Mountain climber Samuel Frappier talks about harrowing rescue
'If I slipped just one foot more, then I would have fallen to my death,' says Samuel Frappier
A Quebec man is lucky to be alive and be on his way home after a dramatic rescue from the side of a Colorado mountain.
Samuel Frappier, 19, was rescued Wednesday from Broadway Ledge on Longs Peak, the highest mountain in Colorado’s Rocky Mountain National Park.
Frappier was on a climb Tuesday with a friend when they got separated during their descent.
That’s when Frappier tried a shortcut and ended up stranded on a small ledge — at an elevation of 4,000 metres.
"I spent all night shivering on a small rock," Frappier said. “If I slipped just one foot more, then I would have fallen to my death."
He called park rangers with his cellphone on Tuesday night and directed them to his location, about 120 kilometres northwest of Denver.
However, the 28 rescue workers it took to save Frappier were only able to reach him on Wednesday, and so he spent the night in a T-shirt and tennis shoes, with just a few granola bars to eat.
Park spokeswoman Kyle Patterson said the spot where Frappier was is exceptionally dangerous.
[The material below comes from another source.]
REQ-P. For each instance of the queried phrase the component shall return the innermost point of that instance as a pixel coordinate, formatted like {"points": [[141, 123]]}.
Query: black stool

“It’s quite amazing that he was able to come down in that terrain because it’s sheer rock wall,” Patterson said.
Father believed he'd see son again
Frappier said he knew a helicopter was on its way to rescue him, but there were moments when he lost hope.
“It was terrible because at first I thought that it was just turning around and around and never coming back,” he said.
Frappier’s father, Denis Frappier, said he was taken aback when he saw a photo of his son clinging to the ledge.
“First I didn’t realize how bad the situation was until I saw the picture of the mountain where he was, when i saw how steep the mountain,” the father said. “It was quite difficult.”
Denis Frappier said his son called their home several times from the side of the mountain, until he told him to stop calling to preserve his cellphone battery.
He said he never believed those would be the last times he spoke to his son.
“I have a lot of faith in him, and trust, because he’s so strong mentally that I thought he would get through [it],” he said.
Frappier said his son in good enough condition to make the 30-hour drive back home from Colorado.